Patrick Caulfield, Pop Art pioneer, dies at age of 69

"In spite of great success, I think he's been under-rated," he said. "I thought he was the most important living painter in this country."

Emerging in the 1960s alongside David Hockney and Peter Blake, Caulfield became known for a distinctive style of planes of colour bound by strong black lines, creating stylised still lifes and interiors. His mature work also incorporated trompe l'oeil effects and photo-realism.

He was born in London in 1936 and spent the war years in Lancashire, then returned to the capital. Before his National Service he had worked in an advertising company painting chocolates, and he began night-school art classes while in the RAF.
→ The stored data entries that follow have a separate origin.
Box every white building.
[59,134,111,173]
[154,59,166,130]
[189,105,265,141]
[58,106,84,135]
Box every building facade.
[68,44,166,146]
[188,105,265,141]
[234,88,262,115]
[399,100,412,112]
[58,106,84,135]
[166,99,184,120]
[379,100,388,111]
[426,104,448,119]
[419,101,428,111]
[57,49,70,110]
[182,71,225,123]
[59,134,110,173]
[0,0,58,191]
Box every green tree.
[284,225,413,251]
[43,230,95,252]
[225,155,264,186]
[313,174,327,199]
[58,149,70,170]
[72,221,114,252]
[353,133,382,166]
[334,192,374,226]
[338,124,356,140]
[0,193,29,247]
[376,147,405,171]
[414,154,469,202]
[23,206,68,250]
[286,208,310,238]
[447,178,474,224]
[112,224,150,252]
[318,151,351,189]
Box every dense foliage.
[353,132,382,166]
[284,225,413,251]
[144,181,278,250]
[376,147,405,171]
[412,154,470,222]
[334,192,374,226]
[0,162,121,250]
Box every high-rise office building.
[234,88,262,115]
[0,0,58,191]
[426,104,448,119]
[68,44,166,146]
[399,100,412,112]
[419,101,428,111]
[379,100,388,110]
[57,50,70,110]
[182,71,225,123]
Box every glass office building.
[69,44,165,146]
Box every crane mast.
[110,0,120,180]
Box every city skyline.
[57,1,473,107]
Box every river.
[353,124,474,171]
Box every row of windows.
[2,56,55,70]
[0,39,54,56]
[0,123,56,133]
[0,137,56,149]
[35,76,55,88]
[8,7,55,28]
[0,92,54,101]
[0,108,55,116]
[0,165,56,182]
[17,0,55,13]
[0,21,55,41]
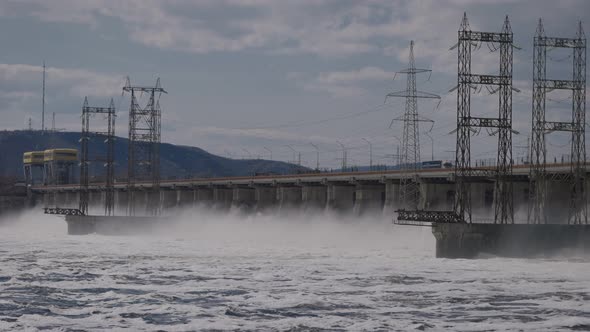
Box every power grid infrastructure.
[79,97,116,216]
[528,19,587,225]
[386,40,440,210]
[123,77,167,216]
[452,13,516,224]
[396,13,518,225]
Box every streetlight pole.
[264,147,272,160]
[424,132,434,161]
[336,141,347,171]
[286,145,299,165]
[309,143,320,170]
[362,138,373,170]
[392,135,402,168]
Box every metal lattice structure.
[123,78,166,216]
[453,14,515,224]
[529,19,587,225]
[79,97,116,216]
[386,41,440,209]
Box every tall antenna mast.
[42,61,46,132]
[386,41,440,209]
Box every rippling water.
[0,210,589,331]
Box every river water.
[0,209,589,331]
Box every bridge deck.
[31,163,582,192]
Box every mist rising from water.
[0,206,435,256]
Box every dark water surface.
[0,211,589,331]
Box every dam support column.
[89,191,104,211]
[255,186,276,212]
[419,181,456,211]
[511,181,529,219]
[469,182,494,217]
[301,185,327,212]
[161,189,178,210]
[543,180,571,224]
[383,180,399,215]
[232,186,256,212]
[353,183,385,216]
[277,185,302,211]
[177,188,195,208]
[327,183,355,213]
[115,191,129,214]
[196,187,214,208]
[213,187,233,210]
[133,190,148,215]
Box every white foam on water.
[0,207,588,331]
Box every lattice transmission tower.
[452,14,515,224]
[386,41,440,209]
[123,77,166,216]
[528,19,587,225]
[80,97,116,216]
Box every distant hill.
[0,130,307,180]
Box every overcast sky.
[0,0,587,168]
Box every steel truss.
[123,77,166,216]
[80,97,116,216]
[396,209,461,224]
[452,14,516,224]
[386,41,440,209]
[529,19,587,225]
[44,207,85,216]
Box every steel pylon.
[386,41,440,210]
[123,77,166,216]
[453,13,515,224]
[79,97,116,216]
[528,19,587,225]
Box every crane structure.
[386,41,440,210]
[79,97,116,216]
[528,19,587,225]
[123,77,167,216]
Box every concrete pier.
[232,187,256,211]
[115,191,129,212]
[177,189,195,207]
[255,186,276,211]
[383,180,399,214]
[420,182,454,211]
[277,186,302,210]
[196,188,214,207]
[327,184,355,212]
[89,191,104,209]
[213,187,233,210]
[432,223,590,258]
[301,185,327,211]
[161,189,178,210]
[353,184,385,215]
[130,190,148,214]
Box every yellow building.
[41,149,78,185]
[43,149,78,162]
[23,151,45,185]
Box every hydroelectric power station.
[33,14,589,259]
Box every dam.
[32,162,590,259]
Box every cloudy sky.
[0,0,587,168]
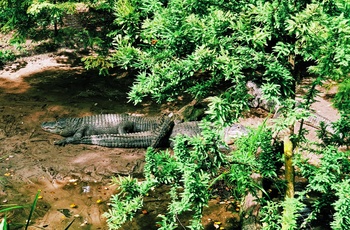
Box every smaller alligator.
[170,121,249,145]
[71,121,249,148]
[246,81,335,134]
[41,114,164,146]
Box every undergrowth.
[0,190,40,230]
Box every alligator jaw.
[41,121,61,133]
[41,120,69,136]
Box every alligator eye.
[55,120,64,129]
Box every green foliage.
[205,85,251,125]
[103,0,350,107]
[295,147,350,228]
[103,176,155,229]
[0,205,25,213]
[225,132,261,198]
[331,180,350,229]
[144,149,180,184]
[318,113,350,147]
[1,0,116,51]
[108,0,269,102]
[258,129,282,179]
[224,122,281,199]
[0,0,114,48]
[333,78,350,113]
[259,144,350,230]
[0,0,33,34]
[260,200,281,230]
[0,216,7,230]
[281,197,306,230]
[105,121,282,228]
[287,3,350,80]
[104,119,350,229]
[27,0,77,36]
[3,0,349,228]
[0,50,15,67]
[299,147,350,194]
[87,0,116,11]
[104,122,229,229]
[82,55,113,76]
[0,190,41,230]
[146,124,228,229]
[260,196,305,230]
[104,194,144,229]
[101,0,350,228]
[79,30,105,51]
[25,190,41,230]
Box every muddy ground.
[0,51,244,230]
[0,51,339,229]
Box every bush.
[0,50,15,67]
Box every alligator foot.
[54,140,67,146]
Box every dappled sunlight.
[0,53,71,94]
[0,54,67,80]
[0,77,30,94]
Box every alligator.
[41,112,249,148]
[41,114,166,146]
[169,121,248,145]
[41,81,334,148]
[246,81,335,134]
[69,116,175,148]
[72,121,249,148]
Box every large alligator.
[246,81,335,134]
[41,114,166,146]
[41,114,249,148]
[41,81,334,148]
[70,121,249,148]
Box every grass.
[0,190,41,230]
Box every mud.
[0,52,166,229]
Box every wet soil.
[0,51,340,229]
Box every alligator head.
[223,124,249,145]
[41,118,75,136]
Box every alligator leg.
[54,125,89,146]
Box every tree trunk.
[53,0,58,37]
[281,135,295,230]
[283,136,294,198]
[54,22,58,37]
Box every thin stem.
[296,78,320,145]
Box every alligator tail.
[74,132,155,148]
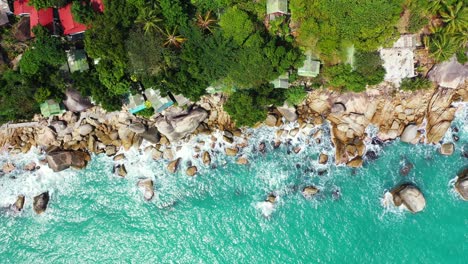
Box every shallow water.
[0,107,467,263]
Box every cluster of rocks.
[295,84,467,166]
[390,183,426,213]
[8,192,49,214]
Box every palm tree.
[196,11,217,33]
[427,0,447,14]
[135,7,162,34]
[453,30,468,47]
[439,1,468,33]
[162,27,187,48]
[428,33,457,62]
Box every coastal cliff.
[0,83,466,172]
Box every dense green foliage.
[417,0,468,62]
[224,85,285,127]
[19,26,66,76]
[291,0,402,61]
[400,76,432,91]
[29,0,69,9]
[71,0,96,24]
[285,86,307,106]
Afterwards he won a place to study as a commercial painter at the Chelsea School of Art, before switching to fine art. He continued his studies at the Royal College of Art in the year below Hockney and RB Kitaj, and came to prominence as an artist in the hugely influential New Generation exhibition at the Whitechapel Art Gallery in London in 1964.
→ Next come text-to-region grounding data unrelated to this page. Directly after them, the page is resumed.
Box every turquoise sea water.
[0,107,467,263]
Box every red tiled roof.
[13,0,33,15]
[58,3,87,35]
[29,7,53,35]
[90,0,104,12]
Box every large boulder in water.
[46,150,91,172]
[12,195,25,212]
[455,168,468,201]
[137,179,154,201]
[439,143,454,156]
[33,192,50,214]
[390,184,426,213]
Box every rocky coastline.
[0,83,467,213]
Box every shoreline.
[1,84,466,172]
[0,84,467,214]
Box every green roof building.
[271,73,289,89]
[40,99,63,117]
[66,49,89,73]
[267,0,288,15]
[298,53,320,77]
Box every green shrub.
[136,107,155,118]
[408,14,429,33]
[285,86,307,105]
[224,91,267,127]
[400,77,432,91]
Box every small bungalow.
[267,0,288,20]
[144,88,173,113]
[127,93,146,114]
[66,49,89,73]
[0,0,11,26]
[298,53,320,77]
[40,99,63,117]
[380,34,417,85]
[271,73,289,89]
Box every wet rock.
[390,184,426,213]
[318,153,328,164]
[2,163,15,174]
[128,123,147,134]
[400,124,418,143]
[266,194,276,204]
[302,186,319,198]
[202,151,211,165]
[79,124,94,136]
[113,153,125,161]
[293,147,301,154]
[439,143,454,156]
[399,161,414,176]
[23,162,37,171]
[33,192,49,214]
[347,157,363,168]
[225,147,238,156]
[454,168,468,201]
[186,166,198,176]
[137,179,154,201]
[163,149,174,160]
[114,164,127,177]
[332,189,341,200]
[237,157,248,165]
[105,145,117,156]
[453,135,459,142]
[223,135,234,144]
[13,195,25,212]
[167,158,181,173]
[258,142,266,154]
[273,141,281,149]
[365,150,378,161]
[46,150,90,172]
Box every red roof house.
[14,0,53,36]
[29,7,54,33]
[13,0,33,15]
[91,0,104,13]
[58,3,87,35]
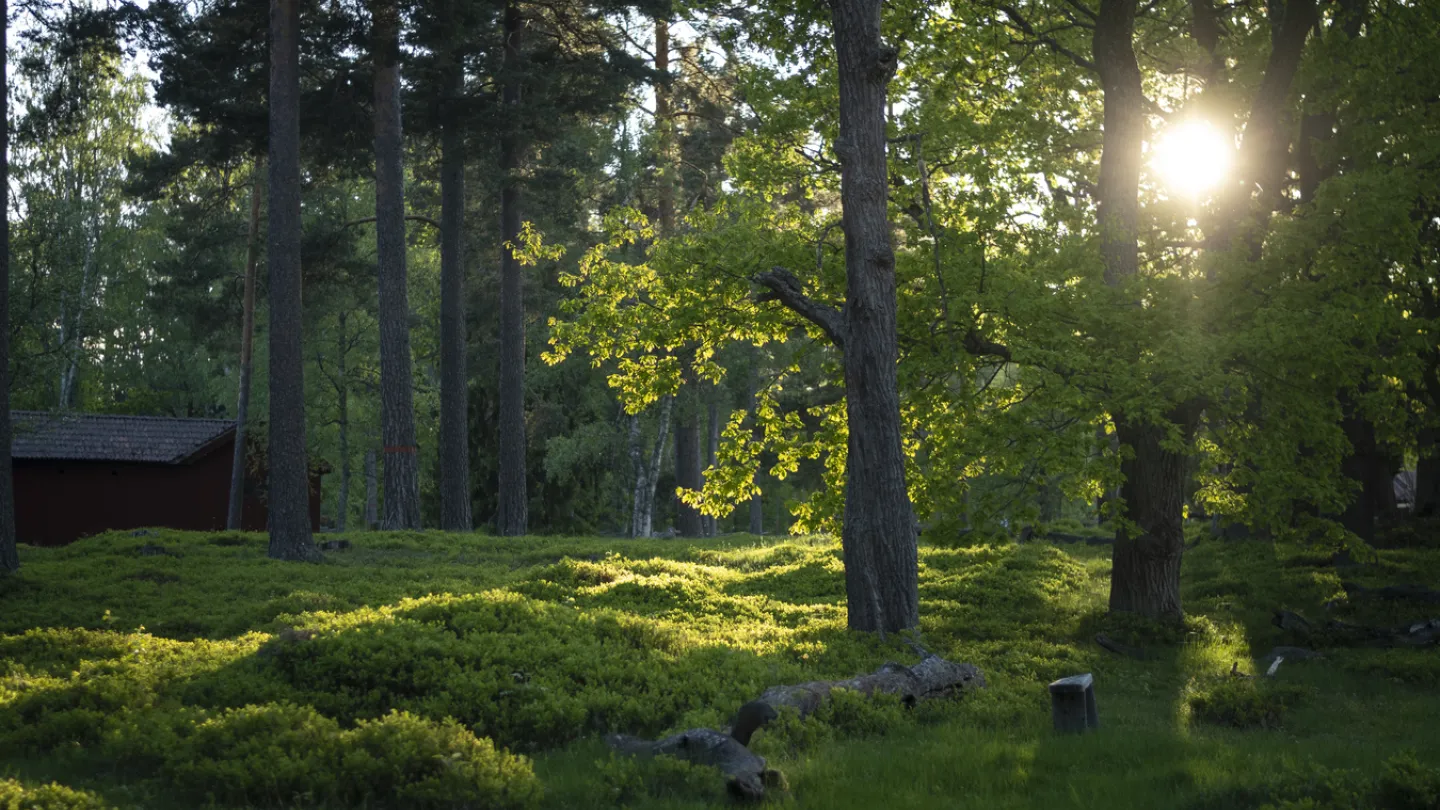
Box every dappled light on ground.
[0,529,1437,808]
This helped to cement his reputation as one of the Pop Artists, although Caulfield himself always resisted being identified with any movement. Known as a painter and a print-maker, his work was collected by institutions around the world, from the Tate in London to the National Gallery of Australia in Canberra. His work was also seen in exhibitions such as those at the Walker Art Gallery, Liverpool, and the Tate Gallery in 1981, Arnolfini gallery, Bristol, in 1983, and the Serpentine Gallery, London, in 1992-93. A retrospective was held at the Hayward Gallery, London, six years ago.

But he also enjoyed commissions such as the design for a stained-glass window at the Ivy restaurant in London in the 1990s and a large carpet for the atrium of the British Council building in Manchester. He designed posters, book covers and ceramics, as well as sets for ballets, including Sir Frederick Ashton's penultimate work, Rhapsody, in 1995, and Michael Corder's ballet, Party Game, a decade earlier.

Caulfield, who continued to live in London, was nominated for the Turner Prize in 1987, but was beaten by Richard Deacon, and won the Jerwood Painting Prize in 1995 jointly with Maggi Hambling.

Sir Nicholas Serota, director of the Tate, said: "Patrick Caulfield was one of the most original image-makers in a talented generation of British artists. His still lifes and interiors capture mood and decor with incisive style."

Sir Howard Hodgkin admired his friend as "an exemplary Classicist". He said: "He was a very emotional person, but he turned his feelings into something very disciplined, very severe and elegant. He was wonderful company, very ebullient, cheerful and [also] melancholy. Not only was he a great friend but he was somebody I admired tremendously."

Leslie Waddington, his dealer of long standing, added: "I completely respected him both as a human being and as an artist. He was one of the outstanding artists of his generation anywhere in the world."

Although Caulfield had been working since his last exhibition at the Waddington Galleries, London, a couple of years ago, he had been ill for a while. He died on Thursday evening. He is survived by his second wife, Janet, and three sons by his first marriage.